= Propionate fermentation =

Organic fermentation process

Propionate fermentation is a form of fermentation with propionic acid as one of the products. This process is done through the fermentation pathway of bacteria. It is used in a variety of industrial, food-making, and medical applications. There is interest in propionic acid as a feedstock for bioplastic and other chemical applications.

== Process ==
Propionate fermentation is named for the end product of the process. Bacteria do this process to make ATP, a high energy molecule that powers additional cellular processes. This is done independent of oxygen and is thus anaerobic. Like in standard fermentation pathways, propionate fermentation involves the bacterium taking up saccharides, such as glucose, and breaking them down through glycolysis to produce pyruvate. Pyruvate is then converted into propionic acid through multiple reduction steps in the Wood-Werkman cycle. The resulting products besides propionate include acetic acid, carbon dioxide, and succinic acid.

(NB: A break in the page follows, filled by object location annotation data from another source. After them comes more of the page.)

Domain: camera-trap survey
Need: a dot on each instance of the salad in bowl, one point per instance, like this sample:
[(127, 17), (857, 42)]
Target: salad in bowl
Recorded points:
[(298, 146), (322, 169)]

In Prevotella, the redox reaction is supported with RNF oxidoreductase to metabolize carbohydrates into glucose, succinate, and finally propionate. Also known as ferredoxin-NAD+ oxidoreductase, RNF balances oxidation-reduction cofactors in the latter part of the formation path. With a mixed culture of fermenters, glycerol can be used as a source for high-purity propionate.

Other pathways by which bacteria may reduce sugars to propionate include the acrylate pathway, the propanediol pathway, or by employing a sodium ion-pump.

== Applications ==

=== Food production ===
In food production, propionate is a common preservative due to its ability to inhibit bacterial and fungal growth and its classification as safe for consumption. Swiss cheese is a food where propionate fermentation is commonly used for its unique flavor profile.

The production of propionate currently relies on processes that are not cost effective. There is potential to rely on microbes, such as those in the genus Propionibacterium, for the commercial production of propionate instead, using common industrial byproducts such as glycerol.

Physiologically, propionate acts as an appetite suppressant, though the practicality of this characteristic has yet to be explored.

=== Health applications ===
Propionate is a short-chain fatty acid produced when gut microbiota ferment dietary fiber. It supports brain health and may protect against neuroinflammation and neurodegenerative diseases. Additionally, propionate has shown potential in reducing serum cholesterol levels, lipogenesis, and carcinogenesis. It is also known for its cardiovascular, anti-diabetic, anti-obesity, and immunoregulatory properties. By stimulating smooth muscle contractions, propionate promotes bowel movements and gut motility. It also increases mucus secretion, boosts serotonin release, and enhances blood flow through the colonic arteries, which may help reduce colorectal cancer risk. However, elevated propionate levels, often due to vitamin B12 deficiency in the elderly, can lead to conditions like propionic acidemia, hyperammonemia, and dementia. Enhancing propionate production can lead to numerous health benefits, and this can be achieved through diet, pre/probiotics, and fecal transplants. Increasing dietary fiber intake encourages gut microbiota to produce more propionate, supporting overall health.

=== Additional applications ===
For waste treatment, propionate can be produced from breaking down food waste. Prior to fermentation, it is made into a broth rich in lactate by hydrolysis and fermentation. The broth is then sterilized to be put into pure cultures of microbes with the aforementioned capability. This can be adjusted to produce other fatty acids besides propionate for additional industrial applications.

=== Economic and environmental application ===
By using the production of propionic acid through glycerol fermentation is able to offer an economic and environmental sustainability, this is because it is able to be friendlier eco-friendly and an alternative to the typically petrochemical methods used. With this process there is an ability to contribute a positive life cycle assessment that can be done by utilizing renewable resources and minimize environmental impact. This can be from raw materials, fermentation and upstream and down streaming process. Something else than can be taken into consideration for using is the reduction of greenhouse gas emissions. Being able to use raw material means that there can be an achievement towards emission reduction, and overall carbon footprint. The optimization of being able to use feedstocks like glycerol or dairy by-products is able to boost the environments performance by repurposing the waste and materials lowering pollution, this supports waste reduction.